C’est le calme plat lors de mon passage dans les bureaux de l’Orchestre symphonique de Montréal, au lendemain de la tempête médiatique déclenchée par l’annonce du départ de son directeur musical Kent Nagano à la fin de son mandat, en 2020. La directrice de la programmation musicale, Marianne Perron, commente: «Je suis arrivée à l’OSM en 1999, alors que Charles Dutoit était toujours en poste, et donc pour moi ce ne sera pas la première transition. Il y a encore bien des projets à développer avec Kent Nagano, et ce n’est que dans trois ans, alors ça nous laisse encore trois belles saisons.» Ajoutons que le contexte du départ est bien différent!

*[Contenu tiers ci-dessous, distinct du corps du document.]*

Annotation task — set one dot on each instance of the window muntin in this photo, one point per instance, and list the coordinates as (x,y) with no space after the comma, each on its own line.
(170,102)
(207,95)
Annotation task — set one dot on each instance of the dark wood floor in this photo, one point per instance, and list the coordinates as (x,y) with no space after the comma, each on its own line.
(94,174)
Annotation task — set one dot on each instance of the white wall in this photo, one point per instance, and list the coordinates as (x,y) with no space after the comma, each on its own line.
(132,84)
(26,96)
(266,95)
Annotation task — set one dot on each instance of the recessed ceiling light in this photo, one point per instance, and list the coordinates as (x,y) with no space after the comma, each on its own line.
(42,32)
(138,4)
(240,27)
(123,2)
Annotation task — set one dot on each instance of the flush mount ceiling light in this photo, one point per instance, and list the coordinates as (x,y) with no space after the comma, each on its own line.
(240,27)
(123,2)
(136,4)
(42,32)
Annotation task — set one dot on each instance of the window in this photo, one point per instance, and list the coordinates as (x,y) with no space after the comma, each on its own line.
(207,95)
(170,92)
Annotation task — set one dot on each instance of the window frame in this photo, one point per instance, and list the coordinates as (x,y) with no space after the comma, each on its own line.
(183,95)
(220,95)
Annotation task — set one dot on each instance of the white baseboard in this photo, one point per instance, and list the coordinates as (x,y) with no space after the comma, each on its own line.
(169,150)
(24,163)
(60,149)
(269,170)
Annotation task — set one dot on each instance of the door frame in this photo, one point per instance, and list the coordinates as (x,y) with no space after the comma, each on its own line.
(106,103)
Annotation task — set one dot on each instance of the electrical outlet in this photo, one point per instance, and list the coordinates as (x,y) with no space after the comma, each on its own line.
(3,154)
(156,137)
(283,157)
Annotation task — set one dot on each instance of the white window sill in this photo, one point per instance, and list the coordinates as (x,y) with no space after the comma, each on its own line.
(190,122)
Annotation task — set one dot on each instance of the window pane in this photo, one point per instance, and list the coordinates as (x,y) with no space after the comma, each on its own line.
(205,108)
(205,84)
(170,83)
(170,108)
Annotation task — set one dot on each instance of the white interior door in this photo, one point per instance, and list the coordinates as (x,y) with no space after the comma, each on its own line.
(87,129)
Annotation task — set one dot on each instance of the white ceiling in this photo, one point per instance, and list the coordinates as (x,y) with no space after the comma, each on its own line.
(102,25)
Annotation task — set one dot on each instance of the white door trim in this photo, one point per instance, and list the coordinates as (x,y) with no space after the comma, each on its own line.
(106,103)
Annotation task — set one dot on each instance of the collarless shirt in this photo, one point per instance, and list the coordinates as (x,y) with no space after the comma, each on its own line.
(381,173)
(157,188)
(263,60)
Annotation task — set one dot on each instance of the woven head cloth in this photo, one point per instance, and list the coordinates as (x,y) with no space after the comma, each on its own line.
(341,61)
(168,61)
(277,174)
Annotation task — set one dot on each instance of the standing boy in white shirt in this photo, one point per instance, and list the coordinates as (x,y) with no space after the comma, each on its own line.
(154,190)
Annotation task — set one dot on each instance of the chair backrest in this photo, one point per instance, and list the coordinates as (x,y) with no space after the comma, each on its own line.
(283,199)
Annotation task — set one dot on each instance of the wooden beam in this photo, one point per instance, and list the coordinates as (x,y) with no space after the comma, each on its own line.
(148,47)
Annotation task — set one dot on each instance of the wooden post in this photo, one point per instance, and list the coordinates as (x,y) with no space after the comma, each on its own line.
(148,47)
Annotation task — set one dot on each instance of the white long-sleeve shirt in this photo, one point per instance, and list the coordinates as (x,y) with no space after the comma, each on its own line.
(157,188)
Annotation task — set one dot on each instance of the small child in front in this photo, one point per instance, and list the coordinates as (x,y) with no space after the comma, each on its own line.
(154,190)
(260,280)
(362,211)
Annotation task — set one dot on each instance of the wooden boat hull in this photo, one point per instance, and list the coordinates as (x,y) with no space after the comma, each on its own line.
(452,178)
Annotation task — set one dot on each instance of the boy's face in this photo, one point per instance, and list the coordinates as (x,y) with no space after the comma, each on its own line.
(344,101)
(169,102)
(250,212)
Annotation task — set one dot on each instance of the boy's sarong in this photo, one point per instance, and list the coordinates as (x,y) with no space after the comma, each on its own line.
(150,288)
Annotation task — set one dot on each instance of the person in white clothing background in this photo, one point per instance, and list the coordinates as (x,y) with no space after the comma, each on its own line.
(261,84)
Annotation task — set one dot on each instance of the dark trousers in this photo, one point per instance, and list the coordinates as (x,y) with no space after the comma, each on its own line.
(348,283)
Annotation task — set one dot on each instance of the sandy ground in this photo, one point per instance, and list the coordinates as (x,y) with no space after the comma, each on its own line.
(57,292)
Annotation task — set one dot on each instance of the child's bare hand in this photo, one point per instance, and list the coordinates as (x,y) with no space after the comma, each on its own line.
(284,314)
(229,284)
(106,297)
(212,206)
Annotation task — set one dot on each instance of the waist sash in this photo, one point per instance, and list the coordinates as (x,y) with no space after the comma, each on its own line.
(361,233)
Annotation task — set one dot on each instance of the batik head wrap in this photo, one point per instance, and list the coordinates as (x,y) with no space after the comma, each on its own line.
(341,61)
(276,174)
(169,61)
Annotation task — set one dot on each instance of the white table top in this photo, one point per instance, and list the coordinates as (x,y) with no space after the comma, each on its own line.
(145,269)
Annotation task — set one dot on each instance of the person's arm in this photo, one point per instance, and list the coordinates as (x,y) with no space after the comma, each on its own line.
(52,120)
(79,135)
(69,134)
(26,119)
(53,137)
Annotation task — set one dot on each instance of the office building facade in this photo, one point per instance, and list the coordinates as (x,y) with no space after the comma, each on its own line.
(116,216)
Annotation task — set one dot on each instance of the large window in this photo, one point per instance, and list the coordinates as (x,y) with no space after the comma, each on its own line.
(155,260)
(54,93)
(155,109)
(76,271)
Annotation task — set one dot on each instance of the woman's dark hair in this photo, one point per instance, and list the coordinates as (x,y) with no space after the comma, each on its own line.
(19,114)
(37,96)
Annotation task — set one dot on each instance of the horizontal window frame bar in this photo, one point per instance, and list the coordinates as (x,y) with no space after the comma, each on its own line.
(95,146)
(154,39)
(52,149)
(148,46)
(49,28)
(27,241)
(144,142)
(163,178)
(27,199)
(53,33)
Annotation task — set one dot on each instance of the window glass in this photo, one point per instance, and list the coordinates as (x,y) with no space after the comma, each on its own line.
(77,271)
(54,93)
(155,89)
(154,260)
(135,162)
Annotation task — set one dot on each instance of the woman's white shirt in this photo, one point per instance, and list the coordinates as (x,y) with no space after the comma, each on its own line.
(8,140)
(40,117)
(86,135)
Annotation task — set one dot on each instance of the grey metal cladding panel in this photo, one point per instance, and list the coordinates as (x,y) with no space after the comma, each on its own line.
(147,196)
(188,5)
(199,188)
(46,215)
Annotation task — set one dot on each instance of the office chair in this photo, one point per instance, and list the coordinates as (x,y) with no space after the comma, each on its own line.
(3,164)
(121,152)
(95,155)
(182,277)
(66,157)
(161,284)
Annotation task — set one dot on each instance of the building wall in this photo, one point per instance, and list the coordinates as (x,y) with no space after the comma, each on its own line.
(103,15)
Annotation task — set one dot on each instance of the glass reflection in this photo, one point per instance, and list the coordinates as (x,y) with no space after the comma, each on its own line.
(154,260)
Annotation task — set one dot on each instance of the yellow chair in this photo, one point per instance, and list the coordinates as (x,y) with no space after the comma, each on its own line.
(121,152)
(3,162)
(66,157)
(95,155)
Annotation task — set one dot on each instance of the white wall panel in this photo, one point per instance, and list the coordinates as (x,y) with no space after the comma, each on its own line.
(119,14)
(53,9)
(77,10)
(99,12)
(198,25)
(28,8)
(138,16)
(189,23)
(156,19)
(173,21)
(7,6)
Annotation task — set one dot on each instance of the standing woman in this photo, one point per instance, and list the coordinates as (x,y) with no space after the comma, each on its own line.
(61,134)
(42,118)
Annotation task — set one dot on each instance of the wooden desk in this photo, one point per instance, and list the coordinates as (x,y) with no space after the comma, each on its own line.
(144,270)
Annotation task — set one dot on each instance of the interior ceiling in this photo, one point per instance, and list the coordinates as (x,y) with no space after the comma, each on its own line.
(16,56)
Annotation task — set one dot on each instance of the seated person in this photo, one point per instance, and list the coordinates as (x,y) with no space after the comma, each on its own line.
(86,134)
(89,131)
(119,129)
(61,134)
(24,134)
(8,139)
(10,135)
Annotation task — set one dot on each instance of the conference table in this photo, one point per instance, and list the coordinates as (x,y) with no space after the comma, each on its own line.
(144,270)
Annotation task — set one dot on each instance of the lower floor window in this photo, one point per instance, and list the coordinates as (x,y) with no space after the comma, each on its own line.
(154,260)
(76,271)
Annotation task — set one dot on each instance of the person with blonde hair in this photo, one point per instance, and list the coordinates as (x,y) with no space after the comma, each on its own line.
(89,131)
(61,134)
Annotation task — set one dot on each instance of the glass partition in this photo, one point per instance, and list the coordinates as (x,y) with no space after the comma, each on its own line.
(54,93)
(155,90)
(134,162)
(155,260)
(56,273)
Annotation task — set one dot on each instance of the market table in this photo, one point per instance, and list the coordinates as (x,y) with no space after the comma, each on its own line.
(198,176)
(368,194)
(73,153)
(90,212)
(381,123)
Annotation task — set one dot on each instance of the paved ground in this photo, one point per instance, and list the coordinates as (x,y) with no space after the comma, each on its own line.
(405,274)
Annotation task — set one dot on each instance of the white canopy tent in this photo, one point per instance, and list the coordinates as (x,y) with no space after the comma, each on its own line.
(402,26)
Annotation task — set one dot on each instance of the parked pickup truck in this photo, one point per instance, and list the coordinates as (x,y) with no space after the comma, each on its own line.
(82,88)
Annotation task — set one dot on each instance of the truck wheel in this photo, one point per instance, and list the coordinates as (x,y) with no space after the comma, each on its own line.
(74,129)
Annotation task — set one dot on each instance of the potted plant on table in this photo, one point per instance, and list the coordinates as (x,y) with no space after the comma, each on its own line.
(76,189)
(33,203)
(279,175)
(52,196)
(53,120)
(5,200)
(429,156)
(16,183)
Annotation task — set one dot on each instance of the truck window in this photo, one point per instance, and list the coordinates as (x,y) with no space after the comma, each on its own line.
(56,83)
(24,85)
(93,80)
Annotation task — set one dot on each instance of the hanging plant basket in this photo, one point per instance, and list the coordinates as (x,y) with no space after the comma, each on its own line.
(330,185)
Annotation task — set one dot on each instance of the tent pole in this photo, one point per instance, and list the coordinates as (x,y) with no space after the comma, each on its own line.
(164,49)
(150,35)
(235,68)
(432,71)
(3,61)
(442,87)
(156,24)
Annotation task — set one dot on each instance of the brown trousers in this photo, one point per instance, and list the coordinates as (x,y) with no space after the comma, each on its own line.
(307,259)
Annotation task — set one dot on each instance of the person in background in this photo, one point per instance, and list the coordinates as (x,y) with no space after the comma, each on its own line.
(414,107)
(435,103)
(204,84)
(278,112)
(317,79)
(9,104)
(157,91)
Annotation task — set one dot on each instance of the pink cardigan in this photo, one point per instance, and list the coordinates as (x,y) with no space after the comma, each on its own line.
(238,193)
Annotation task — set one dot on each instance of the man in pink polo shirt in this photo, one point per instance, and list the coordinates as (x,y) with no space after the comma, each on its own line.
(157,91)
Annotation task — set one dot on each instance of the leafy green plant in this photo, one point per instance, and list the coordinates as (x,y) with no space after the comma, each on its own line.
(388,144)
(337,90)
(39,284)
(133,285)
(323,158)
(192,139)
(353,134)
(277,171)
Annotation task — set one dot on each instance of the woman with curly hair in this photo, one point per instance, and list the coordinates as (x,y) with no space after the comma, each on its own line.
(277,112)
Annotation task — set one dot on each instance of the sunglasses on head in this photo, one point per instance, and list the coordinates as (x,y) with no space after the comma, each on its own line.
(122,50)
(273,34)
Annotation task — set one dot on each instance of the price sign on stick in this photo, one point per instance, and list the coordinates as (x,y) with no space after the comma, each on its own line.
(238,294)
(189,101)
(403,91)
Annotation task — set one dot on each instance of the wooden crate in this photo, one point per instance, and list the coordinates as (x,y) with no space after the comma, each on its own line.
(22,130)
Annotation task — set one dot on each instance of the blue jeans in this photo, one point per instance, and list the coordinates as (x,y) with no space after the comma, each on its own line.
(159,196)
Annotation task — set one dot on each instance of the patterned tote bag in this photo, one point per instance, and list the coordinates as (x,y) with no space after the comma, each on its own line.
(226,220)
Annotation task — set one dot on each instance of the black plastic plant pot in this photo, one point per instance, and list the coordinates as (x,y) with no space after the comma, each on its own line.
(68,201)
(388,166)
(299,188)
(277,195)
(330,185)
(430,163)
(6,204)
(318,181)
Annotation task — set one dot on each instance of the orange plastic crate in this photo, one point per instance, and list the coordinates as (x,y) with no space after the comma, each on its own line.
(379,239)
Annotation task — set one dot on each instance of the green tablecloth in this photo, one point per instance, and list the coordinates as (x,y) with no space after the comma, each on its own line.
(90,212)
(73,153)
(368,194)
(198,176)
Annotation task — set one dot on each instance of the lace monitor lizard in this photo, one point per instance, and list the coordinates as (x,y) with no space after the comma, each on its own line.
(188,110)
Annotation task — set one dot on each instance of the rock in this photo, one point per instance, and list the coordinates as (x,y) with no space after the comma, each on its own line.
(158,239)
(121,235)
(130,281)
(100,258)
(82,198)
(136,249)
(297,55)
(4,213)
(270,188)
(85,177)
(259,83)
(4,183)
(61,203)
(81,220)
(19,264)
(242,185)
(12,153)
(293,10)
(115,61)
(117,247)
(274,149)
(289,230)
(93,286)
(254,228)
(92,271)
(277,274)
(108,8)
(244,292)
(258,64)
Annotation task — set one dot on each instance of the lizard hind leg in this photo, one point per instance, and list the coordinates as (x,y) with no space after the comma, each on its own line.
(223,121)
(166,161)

Parmi les souvenirs que laissera derrière lui le maestro, il y a celui de la création de la Virée classique, cette grande fête de la musique qui en est à sa sixième édition. Une célébration pour laquelle l’Orchestre n’hésite pas à se mettre de côté. Marianne Perron explique: «L’Orchestre compte des musiciens qui sont aussi des solistes, des chambristes, et nous aimons profiter de cette occasion pour le faire découvrir au public. Et puis, c’est vrai que c’est essentiellement une célébration de la musique classique, mais il y a une thématique particulière cette année en raison du 50e anniversaire d’Expo 67. Nous célébrons le Festival mondial des arts, un événement qui a permis aux gens de découvrir les musiques du monde, le jazz, et aussi des musiques innovantes. De plus, c’est un événement durant lequel on a donné de la place aux artistes émergents, à la jeunesse.» L’OSM le fait aussi, en invitant plusieurs des lauréats du Concours OSM Manuvie, par exemple.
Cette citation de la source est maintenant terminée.